IL MARKETING DELLA NOSTALGIA NON E’ PER TUTTI
Per converso, chiaramente, il MARKETING DELLA NOSTALGIA non è per tutti. Innanzitutto, come abbiamo detto, è molto adatto alla generazione Y. Ma non tutte le aziende hanno la possibilità e l’opportunità di operare in tal senso. E’ necessario che il brand si fortemente radicato e storico, posizionato correttamente e di grande memorabilità. Altrimenti detto: se non si è lavorato bene di brand identity e brand awareness non si può pensare al MARKETING DELLA NOSTALGIA. Il perché è presto detto: per generare emozioni e ricordi è necessario in primis essere consolidati nella storia e nella memoria del pubblico di riferimento e, parallelamente, è necessario che questo posizionamento sia positivo, forte e solido. Secondariamente, è – per sua definizione – una strategia che possono mettere in campo aziende storiche con un lungo cammino alle proprie spalle. Proprio per poter far leva su valori che vengono da una lunga cultura d’impresa. E questo vale sicuramente tanto per le aziende B2C – orientate per definizione al consumer – quanto per le aziende del B2B. Oggi, come abbiamo già avuto modo di dire, la distanza tra questi due mondi si sta assottigliando proprio in virtù di quella che viene definita comunicazione H2H; ovvero una comunicazione in cui la persona è al centro del processo. E se nel B2C questo è, di fatto, naturale; nel B2B sta diventando tale nella misura in cui le aziende sono interpretate non tanto (o non più) come business unit ma come human unit.
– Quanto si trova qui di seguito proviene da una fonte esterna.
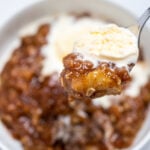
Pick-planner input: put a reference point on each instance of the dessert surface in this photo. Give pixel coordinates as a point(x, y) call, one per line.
point(45, 119)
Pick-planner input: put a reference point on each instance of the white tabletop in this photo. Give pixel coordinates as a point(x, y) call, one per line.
point(9, 7)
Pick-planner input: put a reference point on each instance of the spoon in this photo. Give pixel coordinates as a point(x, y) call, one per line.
point(137, 29)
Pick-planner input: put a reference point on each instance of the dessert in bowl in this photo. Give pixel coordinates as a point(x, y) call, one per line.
point(32, 97)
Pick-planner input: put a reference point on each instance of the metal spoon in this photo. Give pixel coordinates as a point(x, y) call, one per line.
point(137, 29)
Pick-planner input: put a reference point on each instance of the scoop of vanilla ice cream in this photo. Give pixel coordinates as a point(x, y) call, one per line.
point(109, 43)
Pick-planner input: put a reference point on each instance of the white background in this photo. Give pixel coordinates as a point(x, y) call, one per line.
point(9, 7)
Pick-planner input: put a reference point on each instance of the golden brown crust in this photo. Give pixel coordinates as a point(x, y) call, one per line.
point(80, 79)
point(37, 112)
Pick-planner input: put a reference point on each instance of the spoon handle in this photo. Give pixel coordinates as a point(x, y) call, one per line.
point(141, 22)
point(143, 19)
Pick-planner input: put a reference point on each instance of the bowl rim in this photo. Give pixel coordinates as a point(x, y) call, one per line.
point(22, 11)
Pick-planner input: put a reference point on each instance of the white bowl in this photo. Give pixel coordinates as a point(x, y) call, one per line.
point(10, 31)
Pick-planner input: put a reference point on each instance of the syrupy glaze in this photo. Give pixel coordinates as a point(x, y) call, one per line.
point(100, 62)
point(81, 79)
point(36, 110)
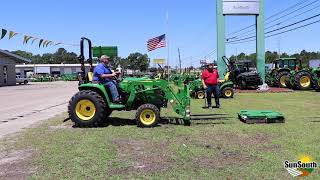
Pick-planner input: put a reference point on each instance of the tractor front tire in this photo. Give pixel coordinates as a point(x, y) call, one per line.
point(148, 116)
point(243, 85)
point(303, 80)
point(316, 83)
point(281, 79)
point(87, 109)
point(227, 92)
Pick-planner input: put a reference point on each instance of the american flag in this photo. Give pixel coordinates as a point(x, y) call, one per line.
point(157, 42)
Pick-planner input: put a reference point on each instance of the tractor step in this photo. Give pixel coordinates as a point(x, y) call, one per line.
point(260, 117)
point(116, 106)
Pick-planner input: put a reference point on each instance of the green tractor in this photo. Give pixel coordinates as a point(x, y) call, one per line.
point(282, 67)
point(92, 105)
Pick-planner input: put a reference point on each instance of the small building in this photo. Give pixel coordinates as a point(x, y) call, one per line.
point(8, 61)
point(49, 69)
point(314, 63)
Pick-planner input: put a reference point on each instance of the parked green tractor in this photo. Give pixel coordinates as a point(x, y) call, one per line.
point(243, 73)
point(281, 69)
point(299, 79)
point(92, 105)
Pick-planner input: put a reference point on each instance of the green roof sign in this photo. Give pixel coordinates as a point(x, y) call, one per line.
point(111, 51)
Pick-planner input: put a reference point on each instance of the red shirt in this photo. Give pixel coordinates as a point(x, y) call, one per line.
point(210, 78)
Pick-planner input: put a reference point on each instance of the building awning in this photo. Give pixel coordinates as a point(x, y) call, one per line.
point(16, 58)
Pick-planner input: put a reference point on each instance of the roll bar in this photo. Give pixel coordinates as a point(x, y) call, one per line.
point(81, 58)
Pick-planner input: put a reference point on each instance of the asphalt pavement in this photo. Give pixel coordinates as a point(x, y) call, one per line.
point(24, 105)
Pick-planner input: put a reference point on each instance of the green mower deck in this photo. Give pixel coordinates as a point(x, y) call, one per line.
point(260, 116)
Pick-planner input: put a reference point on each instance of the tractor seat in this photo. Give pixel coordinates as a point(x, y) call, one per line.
point(90, 76)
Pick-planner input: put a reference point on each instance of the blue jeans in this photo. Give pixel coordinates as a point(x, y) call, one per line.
point(216, 92)
point(113, 89)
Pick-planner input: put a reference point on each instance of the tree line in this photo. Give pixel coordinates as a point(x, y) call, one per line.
point(304, 55)
point(135, 61)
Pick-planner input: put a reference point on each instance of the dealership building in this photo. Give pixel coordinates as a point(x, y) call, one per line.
point(49, 69)
point(8, 61)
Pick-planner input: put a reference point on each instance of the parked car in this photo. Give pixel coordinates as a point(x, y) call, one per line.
point(21, 80)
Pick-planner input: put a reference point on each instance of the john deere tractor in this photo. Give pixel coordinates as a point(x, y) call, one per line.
point(243, 73)
point(281, 70)
point(92, 105)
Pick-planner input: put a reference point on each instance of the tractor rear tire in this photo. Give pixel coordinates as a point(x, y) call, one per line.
point(281, 79)
point(87, 109)
point(243, 85)
point(148, 116)
point(227, 92)
point(303, 80)
point(316, 83)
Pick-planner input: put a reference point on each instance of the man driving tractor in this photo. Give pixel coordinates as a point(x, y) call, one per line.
point(103, 74)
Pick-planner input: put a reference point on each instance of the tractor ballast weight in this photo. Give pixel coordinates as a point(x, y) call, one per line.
point(92, 105)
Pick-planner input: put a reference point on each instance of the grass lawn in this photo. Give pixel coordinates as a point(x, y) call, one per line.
point(219, 148)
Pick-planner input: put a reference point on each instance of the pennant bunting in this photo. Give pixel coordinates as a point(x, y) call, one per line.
point(12, 34)
point(26, 39)
point(34, 39)
point(40, 42)
point(44, 43)
point(3, 33)
point(51, 43)
point(48, 43)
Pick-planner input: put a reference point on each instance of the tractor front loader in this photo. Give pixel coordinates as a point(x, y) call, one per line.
point(92, 105)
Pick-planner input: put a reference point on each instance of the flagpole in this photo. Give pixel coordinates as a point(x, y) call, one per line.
point(167, 37)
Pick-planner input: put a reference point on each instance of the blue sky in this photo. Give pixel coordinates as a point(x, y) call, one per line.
point(129, 24)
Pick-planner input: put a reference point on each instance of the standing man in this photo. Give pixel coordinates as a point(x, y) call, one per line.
point(210, 80)
point(103, 74)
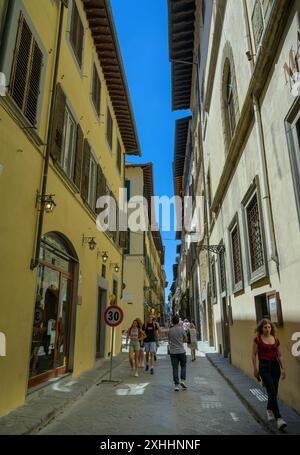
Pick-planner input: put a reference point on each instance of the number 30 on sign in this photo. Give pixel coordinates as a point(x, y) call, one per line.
point(113, 315)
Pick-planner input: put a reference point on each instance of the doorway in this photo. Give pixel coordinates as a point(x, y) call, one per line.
point(225, 328)
point(51, 330)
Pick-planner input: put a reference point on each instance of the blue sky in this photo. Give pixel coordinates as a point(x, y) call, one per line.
point(142, 28)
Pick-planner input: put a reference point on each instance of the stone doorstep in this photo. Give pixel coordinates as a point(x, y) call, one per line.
point(37, 412)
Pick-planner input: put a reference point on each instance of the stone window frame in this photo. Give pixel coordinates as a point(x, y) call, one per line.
point(236, 286)
point(262, 271)
point(228, 66)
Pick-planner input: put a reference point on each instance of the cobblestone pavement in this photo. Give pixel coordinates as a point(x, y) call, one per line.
point(148, 404)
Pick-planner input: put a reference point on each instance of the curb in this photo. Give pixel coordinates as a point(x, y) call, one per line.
point(244, 400)
point(34, 422)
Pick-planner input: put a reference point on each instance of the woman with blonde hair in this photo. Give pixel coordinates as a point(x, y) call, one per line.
point(192, 340)
point(134, 334)
point(141, 350)
point(267, 348)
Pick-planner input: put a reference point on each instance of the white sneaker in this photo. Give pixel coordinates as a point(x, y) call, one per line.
point(281, 424)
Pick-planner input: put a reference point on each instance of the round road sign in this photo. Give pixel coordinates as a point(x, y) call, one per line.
point(113, 315)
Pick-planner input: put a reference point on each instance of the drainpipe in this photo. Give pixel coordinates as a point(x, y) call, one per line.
point(34, 262)
point(265, 188)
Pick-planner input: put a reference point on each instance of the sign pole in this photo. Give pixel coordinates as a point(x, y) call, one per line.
point(113, 316)
point(111, 352)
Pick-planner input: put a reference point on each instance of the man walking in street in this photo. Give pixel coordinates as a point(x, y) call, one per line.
point(151, 330)
point(177, 337)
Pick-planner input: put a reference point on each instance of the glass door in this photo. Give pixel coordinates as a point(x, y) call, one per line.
point(63, 325)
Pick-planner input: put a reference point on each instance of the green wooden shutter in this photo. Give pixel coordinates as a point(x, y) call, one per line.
point(58, 118)
point(85, 171)
point(78, 157)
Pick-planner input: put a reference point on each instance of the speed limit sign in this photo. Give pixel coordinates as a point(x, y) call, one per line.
point(113, 315)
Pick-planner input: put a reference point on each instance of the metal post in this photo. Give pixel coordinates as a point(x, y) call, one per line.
point(111, 352)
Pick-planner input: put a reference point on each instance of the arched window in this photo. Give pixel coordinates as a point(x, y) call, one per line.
point(230, 106)
point(229, 96)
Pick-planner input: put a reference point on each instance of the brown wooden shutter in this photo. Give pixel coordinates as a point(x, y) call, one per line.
point(113, 232)
point(19, 76)
point(34, 84)
point(78, 158)
point(123, 239)
point(101, 185)
point(85, 171)
point(58, 124)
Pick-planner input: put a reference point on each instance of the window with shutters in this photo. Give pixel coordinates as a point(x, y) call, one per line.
point(67, 158)
point(109, 128)
point(92, 183)
point(236, 257)
point(76, 34)
point(255, 241)
point(259, 19)
point(222, 271)
point(26, 72)
point(96, 90)
point(119, 156)
point(230, 107)
point(254, 234)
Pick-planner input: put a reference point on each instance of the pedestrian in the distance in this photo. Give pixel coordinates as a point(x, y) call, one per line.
point(142, 346)
point(134, 334)
point(267, 347)
point(150, 328)
point(177, 337)
point(192, 340)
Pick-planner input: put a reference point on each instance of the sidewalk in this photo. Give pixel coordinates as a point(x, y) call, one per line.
point(49, 400)
point(254, 396)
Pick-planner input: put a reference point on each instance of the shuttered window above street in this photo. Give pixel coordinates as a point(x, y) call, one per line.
point(26, 72)
point(109, 128)
point(254, 235)
point(76, 34)
point(96, 90)
point(67, 159)
point(236, 258)
point(92, 183)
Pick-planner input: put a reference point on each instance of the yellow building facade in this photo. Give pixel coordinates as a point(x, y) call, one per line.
point(66, 124)
point(144, 275)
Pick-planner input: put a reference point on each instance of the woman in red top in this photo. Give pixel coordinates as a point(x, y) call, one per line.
point(271, 367)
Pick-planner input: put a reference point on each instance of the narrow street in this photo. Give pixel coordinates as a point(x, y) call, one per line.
point(148, 405)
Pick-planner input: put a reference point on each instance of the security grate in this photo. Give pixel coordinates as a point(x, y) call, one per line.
point(236, 255)
point(254, 232)
point(222, 271)
point(26, 72)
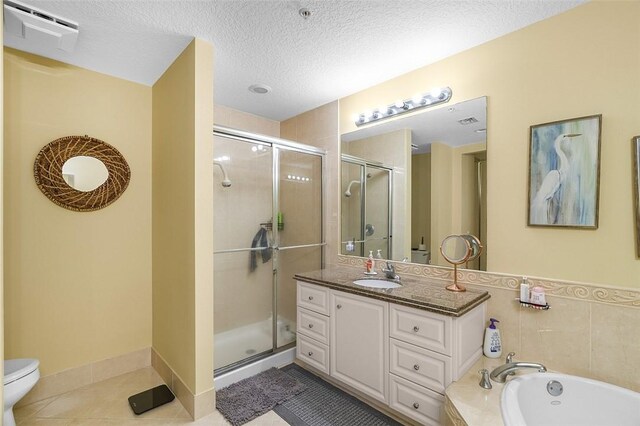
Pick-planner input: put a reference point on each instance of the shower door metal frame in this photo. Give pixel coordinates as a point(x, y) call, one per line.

Oggi parlare da Business a Business significa rapportarsi con persone che hanno una dimensione personale e umana oltre l’azienda. Persone che, ad esempio, fanno parte del mondo Marketing. Ma che sono molto di più di un CMO. Persone che hanno abitudini, esperienze, emozioni e ricordi che portano attivamente all’interno del business. Ed è chiaro, quindi, che – in questa logica – il senso di business per il business (B2B) può (e forse deve) essere riletto e re-interpretato come uno scambio business/human per il business/human. Cliente su cliente; dove entrambi i fattori sono umani oltre l’azienda. E allora, ri-allacciandoci a quanto detto, torna prepotentemente e prioritariamente il ruolo dell’emozione, del ricordo, della nostalgia che investe la sfera personale per passare – in un continuum – alla sfera aziendale.
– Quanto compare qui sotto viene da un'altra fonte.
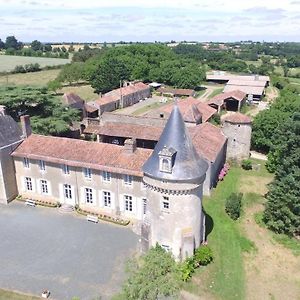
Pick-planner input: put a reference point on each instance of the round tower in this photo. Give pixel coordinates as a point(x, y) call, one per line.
point(174, 176)
point(237, 128)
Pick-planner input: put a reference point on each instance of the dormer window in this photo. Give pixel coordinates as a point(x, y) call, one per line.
point(166, 159)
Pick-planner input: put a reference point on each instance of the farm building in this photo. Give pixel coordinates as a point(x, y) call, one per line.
point(192, 110)
point(166, 91)
point(122, 97)
point(232, 101)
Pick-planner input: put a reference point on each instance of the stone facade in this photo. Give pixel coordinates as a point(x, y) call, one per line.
point(239, 139)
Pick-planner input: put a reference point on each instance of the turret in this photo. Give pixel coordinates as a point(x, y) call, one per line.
point(174, 176)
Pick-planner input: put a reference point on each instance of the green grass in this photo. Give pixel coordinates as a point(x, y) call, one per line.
point(225, 276)
point(34, 79)
point(5, 295)
point(215, 92)
point(8, 62)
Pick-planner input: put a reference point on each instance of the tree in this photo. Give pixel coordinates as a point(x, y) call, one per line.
point(282, 213)
point(108, 74)
point(36, 45)
point(54, 85)
point(12, 42)
point(2, 44)
point(153, 276)
point(48, 114)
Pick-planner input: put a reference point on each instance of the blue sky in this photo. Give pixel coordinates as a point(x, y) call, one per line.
point(154, 20)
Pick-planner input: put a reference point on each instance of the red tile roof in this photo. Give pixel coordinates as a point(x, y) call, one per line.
point(208, 140)
point(115, 95)
point(126, 130)
point(78, 153)
point(237, 118)
point(185, 105)
point(180, 92)
point(219, 99)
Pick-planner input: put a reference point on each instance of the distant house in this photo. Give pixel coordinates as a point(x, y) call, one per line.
point(233, 101)
point(176, 92)
point(192, 110)
point(122, 97)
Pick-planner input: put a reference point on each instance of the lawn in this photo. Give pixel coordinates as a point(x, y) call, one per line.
point(8, 62)
point(225, 277)
point(4, 295)
point(34, 79)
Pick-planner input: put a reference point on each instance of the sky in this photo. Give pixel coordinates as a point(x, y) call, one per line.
point(150, 20)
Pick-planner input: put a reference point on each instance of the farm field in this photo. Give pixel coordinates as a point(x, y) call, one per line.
point(9, 62)
point(34, 79)
point(248, 259)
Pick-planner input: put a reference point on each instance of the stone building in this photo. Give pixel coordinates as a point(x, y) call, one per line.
point(129, 94)
point(237, 128)
point(10, 137)
point(174, 176)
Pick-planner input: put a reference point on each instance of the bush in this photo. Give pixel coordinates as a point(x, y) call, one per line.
point(247, 164)
point(203, 256)
point(233, 205)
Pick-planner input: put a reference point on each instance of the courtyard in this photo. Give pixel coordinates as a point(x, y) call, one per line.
point(43, 249)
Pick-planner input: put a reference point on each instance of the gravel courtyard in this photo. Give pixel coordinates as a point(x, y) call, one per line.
point(41, 249)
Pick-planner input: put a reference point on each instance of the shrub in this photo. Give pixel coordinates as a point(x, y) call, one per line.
point(233, 205)
point(203, 256)
point(247, 164)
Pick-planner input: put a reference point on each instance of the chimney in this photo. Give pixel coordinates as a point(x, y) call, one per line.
point(25, 124)
point(130, 146)
point(2, 110)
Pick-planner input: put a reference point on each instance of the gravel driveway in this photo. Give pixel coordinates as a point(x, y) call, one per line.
point(43, 249)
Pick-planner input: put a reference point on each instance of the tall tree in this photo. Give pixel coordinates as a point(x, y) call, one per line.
point(154, 276)
point(282, 213)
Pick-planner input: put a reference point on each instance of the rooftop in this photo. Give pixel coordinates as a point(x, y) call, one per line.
point(187, 164)
point(237, 118)
point(78, 153)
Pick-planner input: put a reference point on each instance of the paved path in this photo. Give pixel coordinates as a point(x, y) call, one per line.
point(43, 249)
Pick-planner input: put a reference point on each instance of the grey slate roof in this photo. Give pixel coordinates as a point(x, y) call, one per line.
point(10, 132)
point(187, 165)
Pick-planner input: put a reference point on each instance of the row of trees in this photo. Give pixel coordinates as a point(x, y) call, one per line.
point(153, 62)
point(276, 131)
point(48, 115)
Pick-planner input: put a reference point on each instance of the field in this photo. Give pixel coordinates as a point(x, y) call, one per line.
point(34, 79)
point(8, 62)
point(249, 259)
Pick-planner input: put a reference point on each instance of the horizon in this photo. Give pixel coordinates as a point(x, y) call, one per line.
point(130, 20)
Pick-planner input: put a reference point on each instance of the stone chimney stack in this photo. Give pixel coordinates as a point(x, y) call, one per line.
point(2, 110)
point(25, 124)
point(130, 146)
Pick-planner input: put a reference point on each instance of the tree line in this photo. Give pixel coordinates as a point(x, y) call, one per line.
point(276, 131)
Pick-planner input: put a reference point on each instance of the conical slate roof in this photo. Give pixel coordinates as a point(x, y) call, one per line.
point(187, 163)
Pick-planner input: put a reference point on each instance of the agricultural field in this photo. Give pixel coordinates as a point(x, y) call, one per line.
point(34, 79)
point(9, 62)
point(249, 259)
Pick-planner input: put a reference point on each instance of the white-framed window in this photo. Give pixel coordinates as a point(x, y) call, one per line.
point(165, 203)
point(26, 162)
point(106, 198)
point(67, 191)
point(166, 247)
point(144, 206)
point(106, 176)
point(128, 203)
point(28, 183)
point(88, 194)
point(87, 173)
point(42, 165)
point(127, 179)
point(44, 186)
point(65, 169)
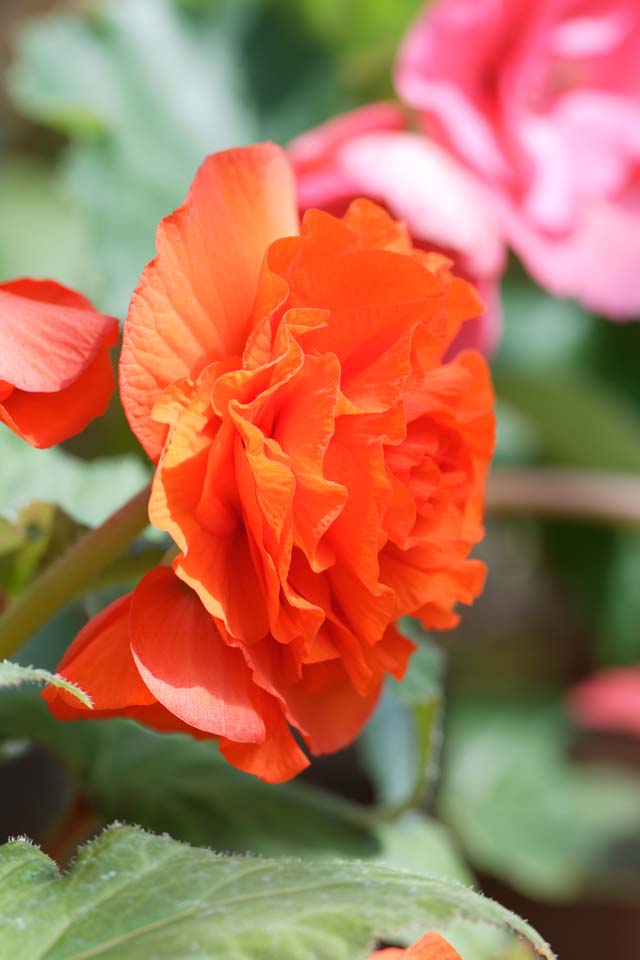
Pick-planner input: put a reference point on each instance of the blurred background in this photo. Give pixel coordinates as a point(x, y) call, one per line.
point(106, 110)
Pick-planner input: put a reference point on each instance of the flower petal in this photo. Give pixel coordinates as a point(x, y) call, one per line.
point(99, 660)
point(49, 335)
point(276, 760)
point(193, 303)
point(187, 665)
point(44, 419)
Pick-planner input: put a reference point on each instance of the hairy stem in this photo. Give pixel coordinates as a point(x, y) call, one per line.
point(71, 573)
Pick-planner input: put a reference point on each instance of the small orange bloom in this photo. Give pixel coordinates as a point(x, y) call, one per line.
point(55, 370)
point(319, 467)
point(430, 947)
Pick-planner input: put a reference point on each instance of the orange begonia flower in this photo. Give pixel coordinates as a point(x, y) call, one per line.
point(430, 947)
point(319, 467)
point(55, 370)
Attenzione che tutto questo non significa dare del proprio brand un’immagine antiquata. Al contrario. Significa dare un’immagine contemporanea che fonda le sue radici in una storia fortemente ancorata nel tempo, positiva e memorabile.
Non è per tutti. Ma per chi può e ha l’ardire di provare ad esprimere la propria identità dando cuore e voce a tutto questo patrimonio di valori è sicuramente una strada di innovazione retrò.